(a) The stockholders of a professional corporation may convert it into a civil partnership by unanimous agreement. In order to do so, they shall proceed with the dissolution of the corporation in accordance with the provisions of this subtitle, and to the constitution of a partnership as provided in the Civil Code.
(b) The conversion shall be stated in an act of constitution effective upon its filing at the Registry of Corporations of the Department of State.

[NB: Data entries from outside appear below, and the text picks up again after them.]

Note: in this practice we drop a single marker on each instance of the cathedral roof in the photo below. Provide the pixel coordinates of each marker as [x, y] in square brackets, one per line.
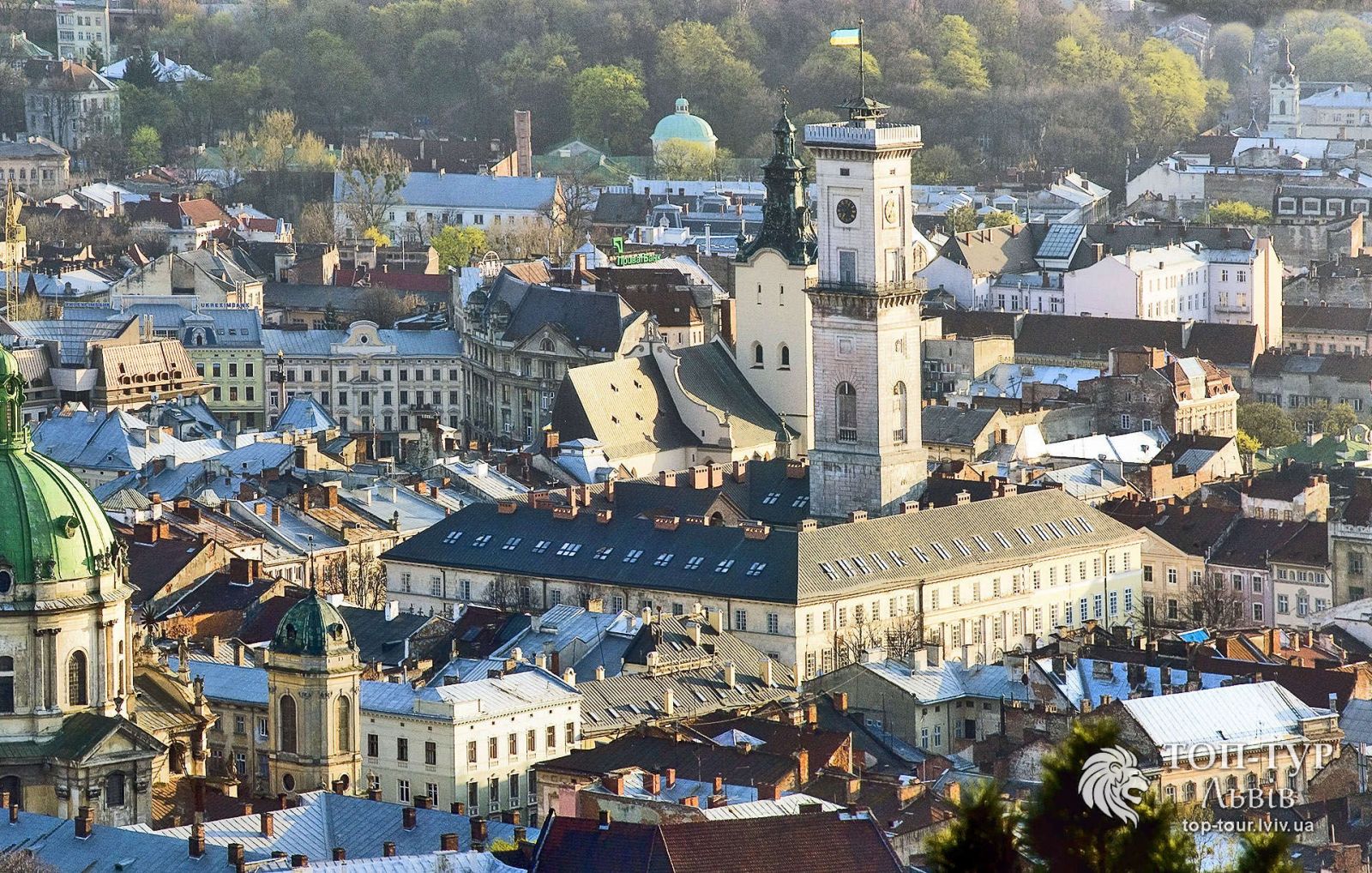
[683, 125]
[54, 529]
[313, 628]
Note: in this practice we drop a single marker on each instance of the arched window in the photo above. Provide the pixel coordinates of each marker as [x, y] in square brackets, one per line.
[899, 409]
[6, 683]
[845, 411]
[286, 729]
[77, 680]
[345, 724]
[114, 786]
[11, 786]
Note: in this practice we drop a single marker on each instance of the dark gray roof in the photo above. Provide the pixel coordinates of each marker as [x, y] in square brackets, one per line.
[1094, 336]
[791, 566]
[954, 425]
[384, 641]
[590, 319]
[623, 404]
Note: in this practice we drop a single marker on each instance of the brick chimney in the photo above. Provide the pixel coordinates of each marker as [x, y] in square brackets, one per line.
[86, 822]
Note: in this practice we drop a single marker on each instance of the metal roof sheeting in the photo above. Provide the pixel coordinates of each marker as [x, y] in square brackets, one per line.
[1250, 714]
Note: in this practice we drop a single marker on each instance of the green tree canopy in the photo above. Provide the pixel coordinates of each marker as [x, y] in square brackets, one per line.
[608, 107]
[1267, 423]
[1237, 212]
[146, 148]
[372, 178]
[1065, 834]
[456, 246]
[981, 838]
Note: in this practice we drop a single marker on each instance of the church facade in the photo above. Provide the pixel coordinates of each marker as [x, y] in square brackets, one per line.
[68, 736]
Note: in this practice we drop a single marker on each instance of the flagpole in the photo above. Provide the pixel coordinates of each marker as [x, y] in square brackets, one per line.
[862, 77]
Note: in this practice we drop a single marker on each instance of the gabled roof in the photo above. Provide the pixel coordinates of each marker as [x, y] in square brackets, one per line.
[777, 845]
[324, 820]
[1250, 714]
[464, 191]
[954, 425]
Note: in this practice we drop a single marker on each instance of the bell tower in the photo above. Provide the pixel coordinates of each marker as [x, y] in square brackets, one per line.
[1285, 91]
[313, 683]
[866, 317]
[772, 272]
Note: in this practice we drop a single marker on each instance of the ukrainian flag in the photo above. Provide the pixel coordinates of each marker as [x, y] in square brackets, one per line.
[845, 38]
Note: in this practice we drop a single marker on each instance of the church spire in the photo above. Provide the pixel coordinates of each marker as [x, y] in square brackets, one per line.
[14, 432]
[1286, 68]
[786, 224]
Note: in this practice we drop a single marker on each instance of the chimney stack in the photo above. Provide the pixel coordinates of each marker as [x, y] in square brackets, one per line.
[86, 822]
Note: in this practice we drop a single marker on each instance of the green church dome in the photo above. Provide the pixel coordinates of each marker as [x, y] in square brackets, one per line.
[683, 125]
[312, 628]
[52, 529]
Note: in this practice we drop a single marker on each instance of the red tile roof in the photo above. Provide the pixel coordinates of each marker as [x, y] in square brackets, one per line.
[779, 845]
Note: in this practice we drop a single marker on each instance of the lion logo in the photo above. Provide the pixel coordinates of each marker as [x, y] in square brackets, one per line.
[1111, 783]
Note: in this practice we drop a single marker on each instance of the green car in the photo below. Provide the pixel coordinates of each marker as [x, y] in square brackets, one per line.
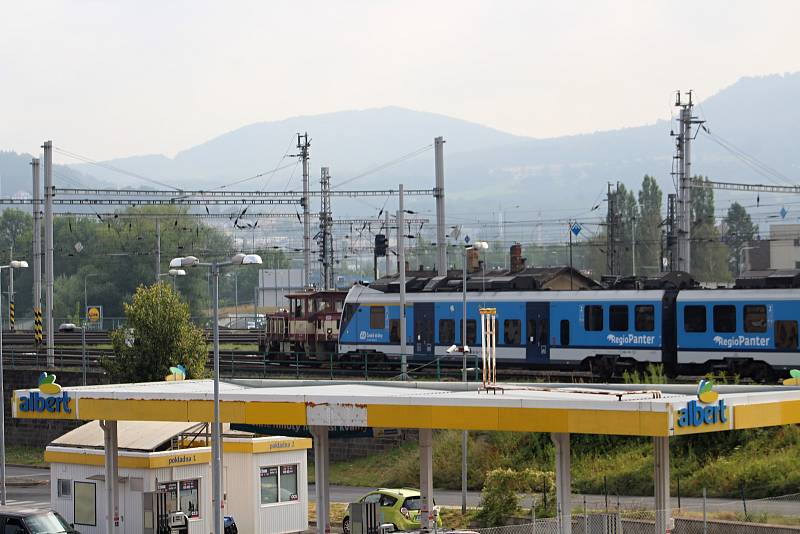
[400, 507]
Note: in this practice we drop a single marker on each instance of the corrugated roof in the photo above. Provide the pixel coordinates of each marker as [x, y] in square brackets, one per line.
[131, 435]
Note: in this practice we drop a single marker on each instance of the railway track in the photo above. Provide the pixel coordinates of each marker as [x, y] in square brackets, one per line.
[245, 364]
[102, 337]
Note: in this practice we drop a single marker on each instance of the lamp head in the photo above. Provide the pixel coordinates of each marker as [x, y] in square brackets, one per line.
[187, 261]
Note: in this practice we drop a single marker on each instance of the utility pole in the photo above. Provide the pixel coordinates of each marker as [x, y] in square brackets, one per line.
[158, 249]
[633, 246]
[326, 229]
[441, 242]
[388, 236]
[683, 143]
[37, 238]
[48, 249]
[672, 239]
[401, 267]
[303, 145]
[611, 231]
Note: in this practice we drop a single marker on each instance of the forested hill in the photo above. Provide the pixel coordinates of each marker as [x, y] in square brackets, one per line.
[486, 167]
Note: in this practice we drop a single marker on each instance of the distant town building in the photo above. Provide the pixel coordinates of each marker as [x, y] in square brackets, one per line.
[274, 284]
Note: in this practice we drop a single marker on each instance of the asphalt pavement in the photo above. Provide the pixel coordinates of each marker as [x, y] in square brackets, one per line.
[30, 486]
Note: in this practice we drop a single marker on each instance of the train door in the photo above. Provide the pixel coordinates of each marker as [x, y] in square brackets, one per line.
[537, 331]
[423, 329]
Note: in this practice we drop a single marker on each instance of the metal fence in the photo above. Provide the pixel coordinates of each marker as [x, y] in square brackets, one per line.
[773, 515]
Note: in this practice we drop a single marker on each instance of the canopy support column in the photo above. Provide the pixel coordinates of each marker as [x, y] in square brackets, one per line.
[661, 465]
[322, 482]
[563, 482]
[111, 475]
[426, 477]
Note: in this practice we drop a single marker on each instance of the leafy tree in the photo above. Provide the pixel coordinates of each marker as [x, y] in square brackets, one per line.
[162, 336]
[709, 253]
[741, 230]
[648, 228]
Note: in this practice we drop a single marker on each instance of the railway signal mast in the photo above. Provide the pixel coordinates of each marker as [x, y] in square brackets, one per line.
[682, 170]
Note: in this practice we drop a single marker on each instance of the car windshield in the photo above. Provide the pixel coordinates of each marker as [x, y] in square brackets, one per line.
[49, 523]
[412, 503]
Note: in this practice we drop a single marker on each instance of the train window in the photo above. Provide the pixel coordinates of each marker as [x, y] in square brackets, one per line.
[786, 335]
[694, 318]
[512, 331]
[472, 329]
[531, 331]
[593, 317]
[755, 318]
[447, 331]
[377, 317]
[618, 318]
[725, 318]
[645, 320]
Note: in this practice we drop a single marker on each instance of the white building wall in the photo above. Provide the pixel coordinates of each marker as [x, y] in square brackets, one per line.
[283, 517]
[784, 250]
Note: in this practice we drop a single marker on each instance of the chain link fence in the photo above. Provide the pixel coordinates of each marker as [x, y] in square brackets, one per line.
[774, 515]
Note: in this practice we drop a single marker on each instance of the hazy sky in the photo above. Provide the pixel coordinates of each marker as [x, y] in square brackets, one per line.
[116, 78]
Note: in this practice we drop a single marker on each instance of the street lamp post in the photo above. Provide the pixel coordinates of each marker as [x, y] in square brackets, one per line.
[478, 245]
[216, 430]
[22, 264]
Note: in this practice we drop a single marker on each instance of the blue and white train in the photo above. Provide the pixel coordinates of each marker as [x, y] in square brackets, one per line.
[751, 332]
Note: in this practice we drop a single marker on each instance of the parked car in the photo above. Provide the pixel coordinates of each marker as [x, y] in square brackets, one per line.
[20, 520]
[400, 507]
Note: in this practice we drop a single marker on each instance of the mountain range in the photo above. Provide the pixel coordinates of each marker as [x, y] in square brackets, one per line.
[756, 117]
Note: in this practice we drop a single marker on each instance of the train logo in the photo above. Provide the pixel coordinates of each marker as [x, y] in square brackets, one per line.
[741, 341]
[630, 339]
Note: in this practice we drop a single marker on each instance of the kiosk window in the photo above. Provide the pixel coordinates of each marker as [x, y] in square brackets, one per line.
[694, 318]
[447, 331]
[645, 318]
[394, 330]
[279, 484]
[85, 504]
[471, 331]
[190, 497]
[786, 335]
[593, 317]
[171, 489]
[725, 318]
[512, 331]
[618, 318]
[564, 332]
[755, 318]
[377, 317]
[64, 487]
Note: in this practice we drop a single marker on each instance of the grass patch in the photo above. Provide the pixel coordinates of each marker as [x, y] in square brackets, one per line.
[32, 456]
[764, 461]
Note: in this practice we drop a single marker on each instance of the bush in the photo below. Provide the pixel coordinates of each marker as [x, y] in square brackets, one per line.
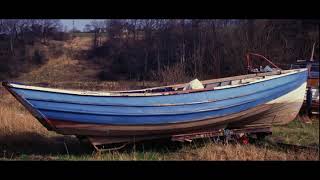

If the conversion documents are filed at the said registry, as hereinabove provided, within sixty (60) days following the dissolution of the corporation, the civil partnership created shall be the legal successor of the corporation and uninterrupted continuer of its legal existence.
(c) The partners of a civil partnership engaged in the rendering of professional services may convert the civil partnership into a professional corporation to be governed by the provisions of this subtitle.
The partners shall proceed to the conversion by merging the civil partnership with a professional corporation organized by them in accordance with the requirements of this subtitle.
The professional corporation shall be the legal entity surviving such merger, and the predecessor civil partnership shall be deemed dissolved as a matter of law; Provided, That from this dissolution it may not be proceeded to the partition of the partnership patrimony pursuant to § 4399 of Title 31. Once the legal requirements and formalities have been met, the professional corporation shall be entirely governed by the provisions of this subtitle.
History —Dec. 16, 2009, No. 164, § 22.04.